Wave Systems Hosts Leading Information Security Experts at the Trusted Computing Seminar

Thursday, December 22, 2011 by Wave Systems

Wave Systems will play host to the world's foremost authorities on data protection at the Trusted Computing seminar on 20 October in London. The seminar, to be held at the Royal Aeronautical Society, is focused on IT management, IT security managers and risk managers, and will feature some of the world's leading experts on information security and government advisors. The discussion will centre on current and future practices and policy, and the emerging role of hardware security built on open standards set forth by the Trusted Computing Group (TCG).

Joseph Souren, vice president and general manager, Wave Systems EMEA, will lead the day-long seminar, introducing a highly accomplished panel of experts that includes David Smith, the deputy commissioner of the Information Commissioner's Office; Ian White, the deputy technical director of CESG; Owen Pengelly, deputy director (Policy) of the Office for Cyber Security & Information Assurance, Cabinet Office; Steven Sprague, CEO of Wave Systems; David Lacey, director of research of the ISSA-UK; Boudewijn Kiljan, Solution Architect Global IT, PricewaterhouseCoopers; Stuart Aston the chief security advisor of Microsoft UK; Robert Thibadeau the chief scientist of Wave Systems and inventor of SEDs, and James Stevenson, EMEA technical Lead from Netwitness.

Open to senior IT professionals, the seminar comes at a time when hacking and data loss stories have dominated the headlines in 2011, and as governments and enterprises are realising the need to re-examine their data security protocols

The traditional approach to security is failing to keep up with rapidly evolving and sophisticated threats to both financial and IP assets at corporate and government level.
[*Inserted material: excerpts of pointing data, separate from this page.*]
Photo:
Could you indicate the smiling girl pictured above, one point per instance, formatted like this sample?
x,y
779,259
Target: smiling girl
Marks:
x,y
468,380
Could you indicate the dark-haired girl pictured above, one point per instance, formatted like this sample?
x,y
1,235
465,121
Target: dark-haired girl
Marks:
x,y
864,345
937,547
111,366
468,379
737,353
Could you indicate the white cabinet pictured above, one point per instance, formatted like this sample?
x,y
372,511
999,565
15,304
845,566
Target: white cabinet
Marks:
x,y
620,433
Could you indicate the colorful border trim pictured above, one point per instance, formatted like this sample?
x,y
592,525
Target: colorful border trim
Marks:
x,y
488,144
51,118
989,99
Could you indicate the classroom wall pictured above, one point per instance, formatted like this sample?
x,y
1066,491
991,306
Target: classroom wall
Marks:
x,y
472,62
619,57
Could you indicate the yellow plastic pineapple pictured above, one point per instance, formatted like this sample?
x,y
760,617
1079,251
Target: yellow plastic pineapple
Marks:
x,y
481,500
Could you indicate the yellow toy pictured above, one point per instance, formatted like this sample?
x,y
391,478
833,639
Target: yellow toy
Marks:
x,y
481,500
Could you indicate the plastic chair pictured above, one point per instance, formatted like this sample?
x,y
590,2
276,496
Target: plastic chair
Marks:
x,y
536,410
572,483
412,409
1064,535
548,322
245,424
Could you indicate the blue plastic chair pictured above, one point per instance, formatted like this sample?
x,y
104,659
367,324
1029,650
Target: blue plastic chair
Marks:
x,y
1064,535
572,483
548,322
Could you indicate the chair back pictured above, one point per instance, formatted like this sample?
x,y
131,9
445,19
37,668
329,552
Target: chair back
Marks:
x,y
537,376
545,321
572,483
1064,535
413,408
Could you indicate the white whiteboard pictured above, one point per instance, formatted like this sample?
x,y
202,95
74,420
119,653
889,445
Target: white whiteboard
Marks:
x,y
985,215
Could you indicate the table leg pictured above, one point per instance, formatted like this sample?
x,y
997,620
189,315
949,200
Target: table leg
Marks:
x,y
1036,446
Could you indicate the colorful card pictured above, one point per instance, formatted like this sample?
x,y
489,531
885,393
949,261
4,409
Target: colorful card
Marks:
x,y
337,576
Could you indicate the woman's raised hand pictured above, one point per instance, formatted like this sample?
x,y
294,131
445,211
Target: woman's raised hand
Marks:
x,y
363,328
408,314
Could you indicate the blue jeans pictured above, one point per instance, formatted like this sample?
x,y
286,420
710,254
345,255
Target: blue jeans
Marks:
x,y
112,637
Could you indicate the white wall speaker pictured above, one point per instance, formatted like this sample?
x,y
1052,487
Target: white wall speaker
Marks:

A trusted framework for data security is needed to protect organisations of all types, both now and in the future.

Wave Systems will lead a series of roundtable debates and panel discussions to tackle these issues, as well as giving an update from the US where the National Security Agency has lent its support to embedded hardware security built on open standards, hosting last week's 2nd Annual NSA Trusted Computing Conference.

This change of approach, led by Wave, will be a key talking point at the seminar. The company leverages the hardware security capabilities built directly into endpoint computing platforms, and is helping shape standards through its work as a board member for the Trusted Computing Group.

Joseph Souren, Vice President at Wave Systems says: "Security in today's IT infrastructure focuses on building layers of software defence and these systems have been exposed to high-profile breaches. We believe that organisations should seriously consider adding device identity as an independently managed layer to help protect their data. This device-based security solution offers unmatched protection and will play an integral role as organisations move to the cloud.

"It's a framework championed by major organisations, enterprises and governments across the globe but there is still a lack of awareness about device-based security, even though around a half billion business-grade PCs and laptops have been deployed equipped with the technology to put these systems into practice."

Earlier this year the CESG, the UK's Communications Electronics Security Group and the government's technical authority on Information Assurance, issued recommendations for the use of device-based security within government agencies. Both the US Government and the NSA have also made Trusted Computing technology central to their security protocols.

Wave Systems has recently launched a strategic programme to develop markets in the UK, Europe, Middle East and Africa and provide trusted, proven and unbeatable network security and compliance solutions for organisations of all sizes.